I don't think it's just me, though. If you've ever clung tenaciously to a crappy job, or stuck with a boyfriend/girlfriend even when you weren't sure you were really in love with that person, or failed to reach out for a longshot opportunity even though you had nothing to lose by trying, you know what I'm talking about. You want to be safe, even when safety means settling for mediocrity or worse. It's a very human tendency to want to keep to the known quantity, the tried and true, the status quo.

It's also impossible. Because just living from day to day has its price as well. You pay a price for simply traveling through time; each day you exchange who you were yesterday for who you will be today. The price of this change is visible in your hands, your face, your posture, the color and amount of your hair, the pattern of your stride, the sound of your voice. It's also in things unseen: the way you think of yourself, the way you think of others, your sense of hope, of fear, of love, your response to change. There's even a price to be paid when making the ultimate journey; there are still places in this world where they lay coins on the corpse's eyes so that person can pay his fare into the land of the dead. It isn't really possible to escape this exchange, and those who make the attempt -- with expensive spa treatments and plastic surgery and the like -- pay another price altogether for trying to put up a barricade against time.

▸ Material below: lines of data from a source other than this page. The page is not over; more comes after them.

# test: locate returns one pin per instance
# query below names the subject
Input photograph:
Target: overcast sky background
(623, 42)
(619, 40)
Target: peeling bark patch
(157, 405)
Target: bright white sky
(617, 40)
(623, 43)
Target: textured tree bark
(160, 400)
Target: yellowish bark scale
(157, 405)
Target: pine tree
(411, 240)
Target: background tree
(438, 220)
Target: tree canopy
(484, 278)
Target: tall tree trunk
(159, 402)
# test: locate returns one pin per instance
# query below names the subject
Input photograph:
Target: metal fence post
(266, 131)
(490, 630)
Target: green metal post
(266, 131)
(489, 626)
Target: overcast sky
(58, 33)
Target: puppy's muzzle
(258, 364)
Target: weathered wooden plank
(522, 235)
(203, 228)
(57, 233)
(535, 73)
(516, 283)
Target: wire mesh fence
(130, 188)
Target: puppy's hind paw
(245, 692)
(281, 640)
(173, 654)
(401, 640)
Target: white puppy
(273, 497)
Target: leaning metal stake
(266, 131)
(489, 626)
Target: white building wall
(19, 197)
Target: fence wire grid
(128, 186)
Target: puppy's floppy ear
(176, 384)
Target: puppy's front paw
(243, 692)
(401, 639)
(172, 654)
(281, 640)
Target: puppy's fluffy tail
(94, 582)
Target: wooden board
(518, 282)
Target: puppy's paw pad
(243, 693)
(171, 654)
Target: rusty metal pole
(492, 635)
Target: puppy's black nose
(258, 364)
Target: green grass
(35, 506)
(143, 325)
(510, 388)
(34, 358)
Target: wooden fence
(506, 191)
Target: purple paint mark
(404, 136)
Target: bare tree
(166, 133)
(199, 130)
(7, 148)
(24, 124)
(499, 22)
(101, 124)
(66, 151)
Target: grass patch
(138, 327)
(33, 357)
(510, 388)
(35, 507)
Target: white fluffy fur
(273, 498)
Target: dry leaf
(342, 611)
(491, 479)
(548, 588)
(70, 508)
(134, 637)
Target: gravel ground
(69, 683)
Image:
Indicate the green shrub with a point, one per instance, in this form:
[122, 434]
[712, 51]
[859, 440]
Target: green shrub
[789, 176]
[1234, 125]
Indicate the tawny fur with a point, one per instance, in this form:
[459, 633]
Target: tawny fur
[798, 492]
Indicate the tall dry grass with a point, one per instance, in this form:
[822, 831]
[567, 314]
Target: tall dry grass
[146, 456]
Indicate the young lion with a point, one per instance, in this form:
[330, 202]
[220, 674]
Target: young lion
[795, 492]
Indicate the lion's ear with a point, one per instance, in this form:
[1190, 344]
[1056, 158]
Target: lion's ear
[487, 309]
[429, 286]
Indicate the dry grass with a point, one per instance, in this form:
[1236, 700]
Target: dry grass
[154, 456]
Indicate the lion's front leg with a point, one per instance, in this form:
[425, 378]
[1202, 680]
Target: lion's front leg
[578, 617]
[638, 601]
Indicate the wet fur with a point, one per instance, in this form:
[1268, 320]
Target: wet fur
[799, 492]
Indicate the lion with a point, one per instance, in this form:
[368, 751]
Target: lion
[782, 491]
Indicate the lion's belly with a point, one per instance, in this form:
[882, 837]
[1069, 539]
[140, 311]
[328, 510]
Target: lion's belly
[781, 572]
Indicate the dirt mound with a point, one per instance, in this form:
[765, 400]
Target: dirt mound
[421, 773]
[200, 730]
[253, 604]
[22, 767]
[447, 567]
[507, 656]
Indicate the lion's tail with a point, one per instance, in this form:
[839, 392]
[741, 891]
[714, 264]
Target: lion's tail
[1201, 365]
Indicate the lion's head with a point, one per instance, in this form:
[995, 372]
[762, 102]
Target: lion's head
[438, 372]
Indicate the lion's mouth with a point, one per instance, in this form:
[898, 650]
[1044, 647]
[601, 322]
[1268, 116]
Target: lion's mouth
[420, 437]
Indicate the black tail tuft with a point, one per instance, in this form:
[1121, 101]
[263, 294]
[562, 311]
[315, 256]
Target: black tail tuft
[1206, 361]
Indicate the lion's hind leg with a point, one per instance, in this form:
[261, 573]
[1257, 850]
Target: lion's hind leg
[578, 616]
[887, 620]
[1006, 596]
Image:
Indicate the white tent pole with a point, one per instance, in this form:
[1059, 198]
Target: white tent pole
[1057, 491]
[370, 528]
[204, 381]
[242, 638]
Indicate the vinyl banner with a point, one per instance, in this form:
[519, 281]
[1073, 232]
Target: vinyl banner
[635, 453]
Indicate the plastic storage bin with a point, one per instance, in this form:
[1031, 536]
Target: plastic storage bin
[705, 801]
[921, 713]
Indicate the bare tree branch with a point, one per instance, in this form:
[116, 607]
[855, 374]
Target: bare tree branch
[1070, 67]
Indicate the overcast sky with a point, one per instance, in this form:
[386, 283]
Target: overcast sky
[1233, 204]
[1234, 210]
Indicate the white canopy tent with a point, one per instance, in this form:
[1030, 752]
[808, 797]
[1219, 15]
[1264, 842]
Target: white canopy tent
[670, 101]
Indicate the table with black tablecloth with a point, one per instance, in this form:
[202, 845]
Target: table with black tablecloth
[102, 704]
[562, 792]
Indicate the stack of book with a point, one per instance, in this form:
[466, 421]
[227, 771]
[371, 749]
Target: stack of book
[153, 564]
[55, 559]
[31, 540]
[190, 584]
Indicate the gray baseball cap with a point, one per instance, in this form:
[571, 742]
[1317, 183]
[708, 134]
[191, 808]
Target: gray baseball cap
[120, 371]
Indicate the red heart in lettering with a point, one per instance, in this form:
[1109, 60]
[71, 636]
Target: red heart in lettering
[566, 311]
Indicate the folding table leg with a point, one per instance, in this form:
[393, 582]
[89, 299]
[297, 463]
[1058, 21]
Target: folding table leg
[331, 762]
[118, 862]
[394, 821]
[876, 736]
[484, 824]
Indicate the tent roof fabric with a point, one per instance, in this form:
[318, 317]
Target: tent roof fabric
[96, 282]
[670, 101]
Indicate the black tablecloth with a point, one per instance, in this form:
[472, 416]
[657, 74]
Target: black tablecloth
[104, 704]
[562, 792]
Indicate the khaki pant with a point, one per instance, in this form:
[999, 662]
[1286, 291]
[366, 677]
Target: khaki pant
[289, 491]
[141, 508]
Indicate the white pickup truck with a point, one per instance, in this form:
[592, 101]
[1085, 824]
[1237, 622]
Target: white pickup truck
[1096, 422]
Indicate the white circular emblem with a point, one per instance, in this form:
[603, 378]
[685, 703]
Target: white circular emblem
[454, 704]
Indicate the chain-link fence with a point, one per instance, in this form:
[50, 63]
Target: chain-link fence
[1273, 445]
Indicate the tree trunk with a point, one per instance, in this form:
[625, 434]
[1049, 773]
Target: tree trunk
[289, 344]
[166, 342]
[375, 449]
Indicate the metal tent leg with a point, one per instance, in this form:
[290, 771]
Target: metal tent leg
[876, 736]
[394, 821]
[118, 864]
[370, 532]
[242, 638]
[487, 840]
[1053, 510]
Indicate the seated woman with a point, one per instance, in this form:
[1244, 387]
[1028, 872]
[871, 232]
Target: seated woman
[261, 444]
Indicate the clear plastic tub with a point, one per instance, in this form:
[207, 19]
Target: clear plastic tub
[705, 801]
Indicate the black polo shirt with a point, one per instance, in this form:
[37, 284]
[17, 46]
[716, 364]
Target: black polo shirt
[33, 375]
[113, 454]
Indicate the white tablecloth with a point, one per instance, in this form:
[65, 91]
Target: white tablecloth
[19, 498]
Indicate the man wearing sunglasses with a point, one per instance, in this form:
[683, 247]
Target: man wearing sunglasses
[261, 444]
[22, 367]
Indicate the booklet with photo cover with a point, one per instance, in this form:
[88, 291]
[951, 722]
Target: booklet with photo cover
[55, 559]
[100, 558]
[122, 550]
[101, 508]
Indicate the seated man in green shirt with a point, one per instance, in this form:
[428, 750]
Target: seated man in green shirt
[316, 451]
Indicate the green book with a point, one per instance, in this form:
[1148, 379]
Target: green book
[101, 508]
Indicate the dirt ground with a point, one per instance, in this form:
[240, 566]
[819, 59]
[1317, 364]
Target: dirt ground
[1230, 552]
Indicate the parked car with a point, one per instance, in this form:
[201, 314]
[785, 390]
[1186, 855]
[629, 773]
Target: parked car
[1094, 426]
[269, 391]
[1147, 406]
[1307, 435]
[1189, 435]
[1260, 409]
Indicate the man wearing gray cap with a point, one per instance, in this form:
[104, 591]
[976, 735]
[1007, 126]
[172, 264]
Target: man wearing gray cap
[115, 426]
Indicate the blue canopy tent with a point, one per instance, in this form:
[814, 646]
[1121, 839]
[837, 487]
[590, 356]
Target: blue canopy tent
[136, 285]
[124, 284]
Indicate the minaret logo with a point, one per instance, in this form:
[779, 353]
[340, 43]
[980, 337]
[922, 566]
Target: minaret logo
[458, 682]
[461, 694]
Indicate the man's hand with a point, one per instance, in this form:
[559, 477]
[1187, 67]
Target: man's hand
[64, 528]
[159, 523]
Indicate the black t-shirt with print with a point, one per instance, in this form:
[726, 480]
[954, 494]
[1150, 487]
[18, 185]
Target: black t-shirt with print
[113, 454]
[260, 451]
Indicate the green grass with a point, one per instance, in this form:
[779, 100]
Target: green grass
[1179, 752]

Recently I had the chance to look at a few pictures of people with whom I attended high school, and to compare them to more recent photographs of the same subjects. It's clear just from the photos that they're not the same people any more. Oh, you can see some things haven't changed -- the particular curl of a smile, the color and brightness of an eye -- but as they've moved through time in all different directions, the merchant of each new day has exacted its particular fee, has changed them incrementally into what they have now become.

So I ask myself: OK, Soozcat, of the things you want, what price are you willing to pay to obtain them? (Can't just wish to be thin, for instance; trust me, years of personal experience there.) What are you willing to give up in order to get what you say you want? Are you sure you want it that much? How will it change you, and will it be for the better?

What will you choose from the merchant of this day?

7 comments:

Wendy Jean said...

All I know is that sometimes we don't even know what we want or realize it when we get what we want.

Soozcat said...

That's very true. Furthermore, what we think we want changes over time, which makes things even more confusing.

tlawwife said...

I'm afraid I haven't figured out what price I would pay to be thin. Therefore I'm still not. Still trying to figure it out though.

You will love England.

Soozcat said...

Oh, I'm pretty sure I will at that! Soooo excited.

Working on the whole being-thin thing. I'm trying something new this year... lost 40 lb. last year but haven't been able to keep it all off. And, sadly, I have miles to go before I sleep.

Michael said...

GEE SUZI-Q. YOU HAVE NOT LOST YOUR TOUCH!

i wish you were still my laundry faerie--and my cleaning fairy. i guarantee i paid (and will pay) more than your family does.

seriously, you write quite well--you've got a nice touch.

mr

Soozcat said...

Well, the pay may not be great, but the benefits can't be beat.

Thanks for coming by and taking a look, and also for your very kind words.

Dori said...

I adore Mr. Gaiman. Stardust is such a sweet fairy tale.

What price to pay for having what we desired with all of our hearts? Giving up every single comfort zone I had--my own identity for a while there. But the return is above and beyond what I ever imagined.